I’m looking into the possibility of installing OOTs that were
precompiled in one system onto another.

Lets consider basic stuff first:

  1. Versions of all software are identical in both systems (linux,
    gnuradio, uhd, build suite, etc…).
  2. I’m copying all relevant binaries and compiled stuff from
    $INSTALL_PREFIX/lib to another computer and installing in exactly the
    same $INSTALL_PREFIX
  3. LD_LIBRARY_PATH, PYTHONPATH, PKG_CONFIG_PATH, etc, are set correctly
    on both systems and tested for OOTs build locally in each.

Will this crazy idea work? If not, why?

If it is possible, then what will be the limitations (ex: different
version of software, different $INSTALL_PREFIX)?

Thank you.

Best regards

Leonardo

Leonardo,

Have you tried copying the entire module directory (including build)
from
one computer to another? What errors do you see when you do that?

v/r,
Rich

On Wed, May 20, 2015 at 10:31 AM, Leonardo S. Cardoso <

Hi Richard,

You mean copying the whole module directory and doing a “make install”
in the remote computer?

I havent tried that, but I guess that would end up the same way, since
all I’m doing is copying the target directory (where “make install” puts
things) from one computer to another. This doesn’t work, by the way. I
get an error that looks like this:

self.mymodule_detect_gen_mac_b_0 =
mymodule.detect_gen_mac_b(“packet_len”)
AttributeError: ‘module’ object has no attribute ‘detect_gen_mac_b’

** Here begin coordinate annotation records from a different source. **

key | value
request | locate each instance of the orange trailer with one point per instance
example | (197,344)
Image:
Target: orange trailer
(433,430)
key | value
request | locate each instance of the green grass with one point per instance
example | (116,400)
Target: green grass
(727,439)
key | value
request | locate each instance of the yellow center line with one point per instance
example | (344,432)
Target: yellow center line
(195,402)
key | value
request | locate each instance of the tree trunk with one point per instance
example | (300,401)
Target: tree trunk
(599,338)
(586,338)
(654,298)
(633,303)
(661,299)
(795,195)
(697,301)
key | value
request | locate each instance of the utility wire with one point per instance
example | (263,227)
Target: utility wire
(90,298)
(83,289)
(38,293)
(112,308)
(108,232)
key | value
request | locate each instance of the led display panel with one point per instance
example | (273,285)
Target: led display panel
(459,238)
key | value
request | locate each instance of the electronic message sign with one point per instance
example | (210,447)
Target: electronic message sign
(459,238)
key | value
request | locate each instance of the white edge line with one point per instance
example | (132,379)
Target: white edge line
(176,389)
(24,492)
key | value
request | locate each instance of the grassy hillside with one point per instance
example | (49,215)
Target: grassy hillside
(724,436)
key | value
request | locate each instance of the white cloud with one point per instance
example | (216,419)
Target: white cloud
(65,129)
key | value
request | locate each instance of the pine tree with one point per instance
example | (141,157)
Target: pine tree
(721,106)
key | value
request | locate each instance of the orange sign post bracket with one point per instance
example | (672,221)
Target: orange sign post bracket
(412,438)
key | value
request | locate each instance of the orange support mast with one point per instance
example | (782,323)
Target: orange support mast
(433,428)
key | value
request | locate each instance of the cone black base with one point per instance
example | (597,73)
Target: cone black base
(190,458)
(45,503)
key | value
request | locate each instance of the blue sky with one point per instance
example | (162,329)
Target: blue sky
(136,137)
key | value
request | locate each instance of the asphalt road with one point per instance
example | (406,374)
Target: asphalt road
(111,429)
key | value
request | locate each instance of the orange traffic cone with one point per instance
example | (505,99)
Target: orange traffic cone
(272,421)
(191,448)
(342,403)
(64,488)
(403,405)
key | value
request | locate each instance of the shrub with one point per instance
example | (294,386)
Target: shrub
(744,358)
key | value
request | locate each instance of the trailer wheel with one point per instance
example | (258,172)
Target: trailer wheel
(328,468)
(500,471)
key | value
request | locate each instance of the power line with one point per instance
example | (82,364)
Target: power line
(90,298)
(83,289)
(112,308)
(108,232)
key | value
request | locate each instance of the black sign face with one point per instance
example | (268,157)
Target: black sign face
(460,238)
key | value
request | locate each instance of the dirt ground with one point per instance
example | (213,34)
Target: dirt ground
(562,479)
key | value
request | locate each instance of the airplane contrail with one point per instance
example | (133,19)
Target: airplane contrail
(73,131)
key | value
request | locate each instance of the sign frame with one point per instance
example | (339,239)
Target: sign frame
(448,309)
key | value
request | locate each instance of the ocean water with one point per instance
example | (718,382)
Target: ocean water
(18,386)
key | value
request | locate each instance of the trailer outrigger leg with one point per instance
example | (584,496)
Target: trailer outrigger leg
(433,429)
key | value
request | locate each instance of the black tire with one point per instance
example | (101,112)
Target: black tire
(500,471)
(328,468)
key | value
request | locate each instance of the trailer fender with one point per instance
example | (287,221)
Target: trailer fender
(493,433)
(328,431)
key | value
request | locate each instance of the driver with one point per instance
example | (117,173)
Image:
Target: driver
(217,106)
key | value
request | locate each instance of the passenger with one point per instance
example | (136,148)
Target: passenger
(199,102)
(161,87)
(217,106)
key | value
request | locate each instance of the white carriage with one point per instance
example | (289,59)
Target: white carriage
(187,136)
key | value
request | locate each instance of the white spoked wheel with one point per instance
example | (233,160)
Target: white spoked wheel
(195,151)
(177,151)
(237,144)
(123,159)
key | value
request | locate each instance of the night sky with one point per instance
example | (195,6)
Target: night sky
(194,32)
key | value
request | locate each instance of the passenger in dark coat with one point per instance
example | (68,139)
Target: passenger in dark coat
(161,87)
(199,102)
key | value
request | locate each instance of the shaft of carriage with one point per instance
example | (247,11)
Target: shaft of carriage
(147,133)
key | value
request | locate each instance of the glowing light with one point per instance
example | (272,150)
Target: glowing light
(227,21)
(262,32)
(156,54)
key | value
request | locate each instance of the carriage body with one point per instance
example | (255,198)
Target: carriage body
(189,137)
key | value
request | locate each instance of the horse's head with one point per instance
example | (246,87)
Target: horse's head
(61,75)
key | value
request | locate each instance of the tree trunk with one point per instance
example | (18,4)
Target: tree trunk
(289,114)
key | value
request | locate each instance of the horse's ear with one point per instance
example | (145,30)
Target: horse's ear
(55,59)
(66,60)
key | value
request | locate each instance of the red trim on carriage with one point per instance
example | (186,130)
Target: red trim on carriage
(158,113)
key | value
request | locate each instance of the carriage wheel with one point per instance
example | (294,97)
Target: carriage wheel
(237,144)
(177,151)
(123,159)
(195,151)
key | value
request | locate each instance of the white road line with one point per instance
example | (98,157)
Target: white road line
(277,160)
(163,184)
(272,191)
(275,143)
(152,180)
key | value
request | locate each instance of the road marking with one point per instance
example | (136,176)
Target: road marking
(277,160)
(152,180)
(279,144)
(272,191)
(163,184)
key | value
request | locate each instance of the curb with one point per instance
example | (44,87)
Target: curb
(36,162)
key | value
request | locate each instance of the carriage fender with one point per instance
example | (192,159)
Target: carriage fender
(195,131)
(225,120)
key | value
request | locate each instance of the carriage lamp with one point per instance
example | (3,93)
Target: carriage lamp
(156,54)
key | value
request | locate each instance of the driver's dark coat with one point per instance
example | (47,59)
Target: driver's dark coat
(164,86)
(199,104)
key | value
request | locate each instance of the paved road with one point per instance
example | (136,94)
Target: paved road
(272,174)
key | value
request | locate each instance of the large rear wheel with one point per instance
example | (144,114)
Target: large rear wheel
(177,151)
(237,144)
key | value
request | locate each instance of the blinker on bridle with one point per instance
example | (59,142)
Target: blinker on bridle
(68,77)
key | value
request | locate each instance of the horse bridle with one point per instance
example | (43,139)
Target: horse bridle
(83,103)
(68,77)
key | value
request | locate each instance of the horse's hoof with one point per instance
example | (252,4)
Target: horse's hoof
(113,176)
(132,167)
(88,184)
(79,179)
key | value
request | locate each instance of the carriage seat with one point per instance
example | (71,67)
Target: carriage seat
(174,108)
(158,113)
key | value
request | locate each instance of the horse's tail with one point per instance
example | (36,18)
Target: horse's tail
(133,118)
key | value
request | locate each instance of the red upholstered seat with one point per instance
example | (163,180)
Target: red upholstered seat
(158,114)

If I take the whole module directory and redo “cmake”+”make”+”make
install” it works perfectly, but my whole point is avoiding compiling
everything again.

Thanks,

Leo


Leonardo S. Cardoso
Maitre de Conference
CITI lab, INSA-Lyon - INRIA

Hi Leonardo,

the most elegant way of this is

  • making/having a pyBOMBS recipe for that OOT
  • configuring pyBOMBS to build into a prefix
  • build the OOTs using that
  • and usings pyBOMBS’ “package” command to create a .tar.gz out of that
  • unpack the package where you want to use it

This really needs both machines to have the same versions of all
libraries used – not only an exact GNU Radio match version match, but
all libraries that the OOTs might link to – most importantly among
these, boost.
Most of the time this simply means that either both machines are
identical from a software perspective, or all the things you’ll need to
stuff into that prefix might make it easier to just rebuild on the
target instead.

Basically, the problem you’re facing is the same all linux distributions
have been trying to solve for the last 22 years or so – and to be
honest, keeping dependencies coherent is still not a solved issue.